Talk of U.S. Olympic boycott reminds us sports, politics are entwined. And that’s good | Opinion

The United States and allies weigh boycott of 2022 Winter Olympics n China.

Megan Rapinoe rips Draymond Green’s pay-gap comments.

Major League Baseball moves its All-Star Game from Atlanta because of a new voting law.

Remember when sports stuck to sports and didn’t mess with politics?

Yeah, me neither.

Those simpler times, a.k.a. good old days, are a fallacy, a figment. In my lifetime, at least. (And chances are pretty good I’m older than you).

They are snapshot memories in black and white.

Cassius Clay becoming Muhammad Ali in 1964 and later refusing military induction to object to the Vietnam War.

Tommie Smith and John Carlos with black-gloved fists raised from the medal stand at the 1968 Olympics.

Billie Jean King’s 1973 “Battle of the Sexes” tennis match a shot fired for gender equality.

The inseparability of sports and politics always has existed; it only seems magnified now because ESPN and social media and the rest make it all instant and amplified.

The NBA leading sports’ major role in the Black Lives Matter protests last summer — it wasn’t new. It was closer to the continuation of a long-standing tradition.

LeBron James refusing to “shut up and dribble” and only speaking out louder when you tell him to — Ali is looking down and smiling.

Rapinoe, the women’s soccer star, schooling the NBA star Green over his tone-deaf take on the fight for equal pay — that baton has passed from many hands since Billie Jean King.

Jackie Robinson was a very good ballplayer but also one who never hit 20 home runs in a season. He is a towering baseball legend for a reason larger than sports.

Colin Kaepernick had a template of forebears. He did not invent social conscience. But he accepted the baton, as someone always must.

In the long parade of mostly forgettable athletes there have always been the standout few declining to be there solely for our entertainment. Those who understand their platform, their stage, invites a larger and louder calling.

As an extension of player activism, it should not surprise when teams get involved. Like Rapinoe’s World Cup-winning USWNT taking on equal pay. Or like the WNBA’s Atlanta Dream literally getting political to defeat its far-right part owner at the polls.

And as an extension of that it should not surprise when leagues are out front on a cause. Like the NBA last summer after George Floyd. Or like MLB last week, moving its All-Star Game out of Atlanta to protest Georgia’s new voting law.

The new law is a necessary safeguard against fraud to some, blatant voter suppression to others. The point is that athletes and leagues (and businesses, and you, and I) are free to pick a side and be as involved or outraged as we choose. Or not.
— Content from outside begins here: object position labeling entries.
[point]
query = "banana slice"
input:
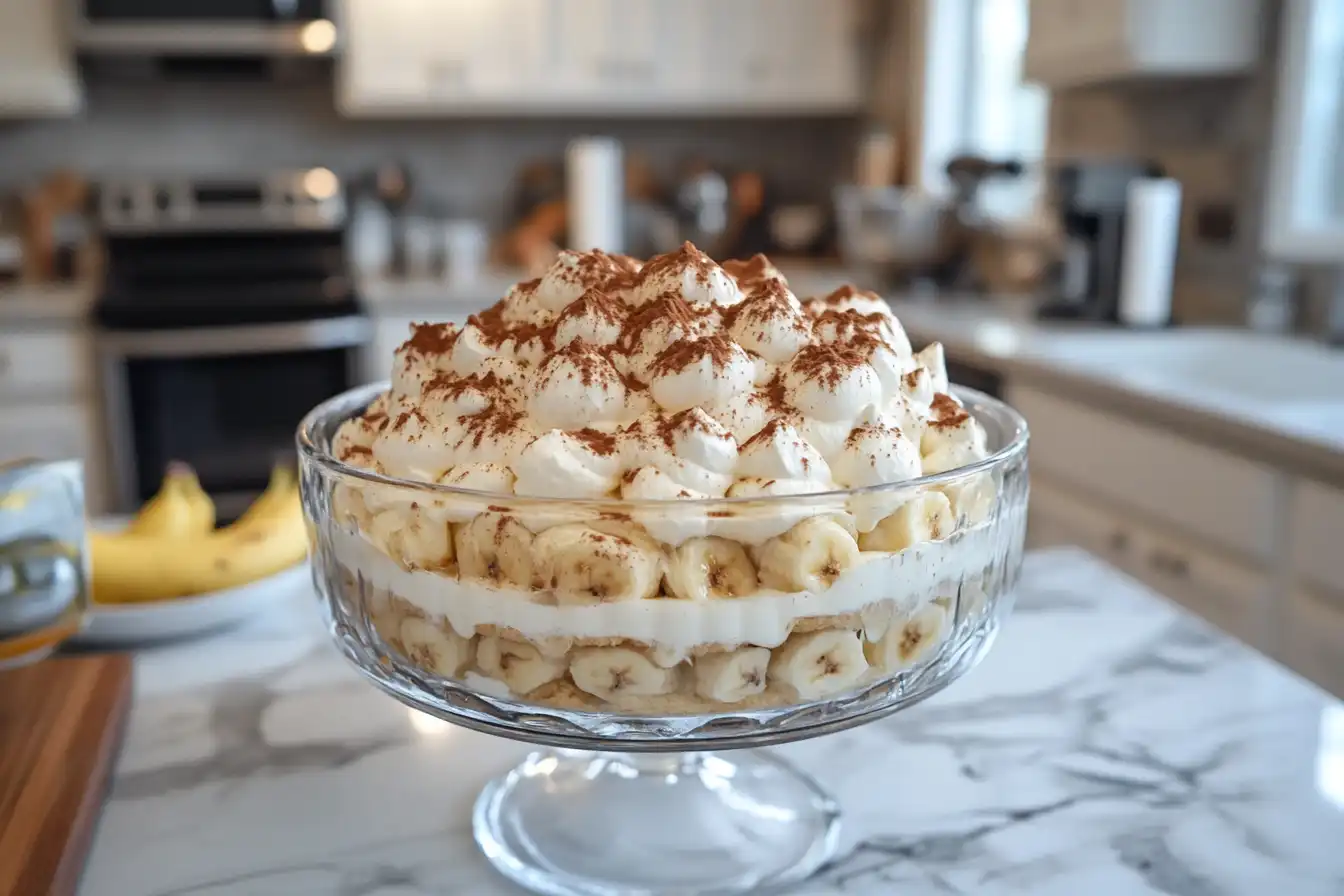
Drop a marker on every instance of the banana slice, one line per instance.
(972, 501)
(433, 649)
(413, 539)
(731, 677)
(519, 665)
(583, 566)
(910, 641)
(926, 517)
(712, 567)
(819, 664)
(496, 548)
(620, 675)
(807, 558)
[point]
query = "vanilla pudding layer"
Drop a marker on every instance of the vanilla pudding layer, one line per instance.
(880, 586)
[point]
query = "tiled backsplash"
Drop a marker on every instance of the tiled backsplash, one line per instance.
(465, 164)
(1210, 136)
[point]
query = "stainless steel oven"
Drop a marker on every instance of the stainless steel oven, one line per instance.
(225, 399)
(226, 315)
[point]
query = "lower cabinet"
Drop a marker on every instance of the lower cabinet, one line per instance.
(55, 431)
(1230, 594)
(1313, 637)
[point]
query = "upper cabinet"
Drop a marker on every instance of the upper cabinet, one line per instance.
(38, 74)
(1083, 42)
(602, 57)
(1304, 219)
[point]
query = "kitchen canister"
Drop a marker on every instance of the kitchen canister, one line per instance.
(1148, 258)
(594, 176)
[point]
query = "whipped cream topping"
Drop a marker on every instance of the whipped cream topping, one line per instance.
(671, 380)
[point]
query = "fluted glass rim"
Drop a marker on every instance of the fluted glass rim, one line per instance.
(981, 406)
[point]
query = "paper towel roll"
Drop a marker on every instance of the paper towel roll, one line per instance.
(594, 179)
(1148, 263)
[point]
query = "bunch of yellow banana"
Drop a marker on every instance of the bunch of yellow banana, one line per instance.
(172, 550)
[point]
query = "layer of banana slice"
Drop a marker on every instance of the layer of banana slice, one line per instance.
(348, 507)
(582, 564)
(519, 665)
(973, 500)
(413, 538)
(711, 567)
(926, 517)
(734, 676)
(620, 675)
(910, 641)
(433, 649)
(496, 548)
(819, 664)
(807, 558)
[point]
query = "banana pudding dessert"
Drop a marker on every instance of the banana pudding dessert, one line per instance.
(665, 488)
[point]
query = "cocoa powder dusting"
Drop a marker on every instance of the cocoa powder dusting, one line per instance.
(750, 272)
(828, 364)
(678, 356)
(430, 339)
(598, 442)
(946, 413)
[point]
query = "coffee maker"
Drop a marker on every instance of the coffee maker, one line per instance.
(1090, 198)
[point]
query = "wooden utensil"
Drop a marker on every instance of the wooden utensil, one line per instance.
(61, 726)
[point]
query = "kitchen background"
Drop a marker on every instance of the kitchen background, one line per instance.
(981, 149)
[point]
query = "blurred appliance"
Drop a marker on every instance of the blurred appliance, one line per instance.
(226, 313)
(893, 227)
(1090, 199)
(702, 207)
(204, 27)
Of course, the ultimate mix of sports and politics happens every two years, in winter or summer, with the Olympics and talk of governments boycotting.

At least seven Olympiads starting with Berlin in 1936 have been boycotted by a few to many countries. The list famously (or infamously) includes the United States leading a massive 65-nation boycott of the 1980 Moscow Games in protest of the 1979 Soviet invasion of Afghanistan.

Forty-two years later, there is now some talk of the United States perhaps boycotting the 2022 Winter Games scheduled for February 4-20 in Beijing to protest China’s well-documented human rights violations against Tibetans, Uighur Muslims and the people of Hong Kong.

President Biden would discuss a possible boycott with allies, State Department spokesman Ned King said Tuesday — although by later that same day the State Department seemed to walk back the notion of a boycott. We shall see how Biden will handle the migraine that would be American participation in what some have coined the “Genocide Olympics.”

China’s violations of course also bring shame to the many sports entities that do business there, including the otherwise progressive NBA. commissioner Adam Silver’s stances on Black Lives Matter and on China seem clearly at odds on the moral compass.

The controversy over China hosting an Olympics is mindful of the controversy over Qatar hosting FIFA men’s World Cup later in 2022. Qatar also has a lousy human rights record (which is why in a previous column I criticized Inter Miami CEO David Beckham for reportedly agreeing to be a paid ambassador to Qatar for that World Cup).

Qatar being awarded that prestigious, globally significant soccer tournament can be blamed on the documented widespread corruption within FIFA that has since caused a shakeup in that governing body.

What is the excuse of the International Olympic Committee for blessing China as its next host?

IOC president Thomas Bach calls the Olympics “a values-based organization” that stands for “the values of excellence, respect and fair play.”

Alas, those supposed ideals are now in bed with China, whose respect and fair play on human rights is in grave question.

The good news? Boycott or not, China hosting an Olympics will only shine a light on those violations.

The long, proud tradition in sports — athletes with the courage to speak out -- will make sure of that.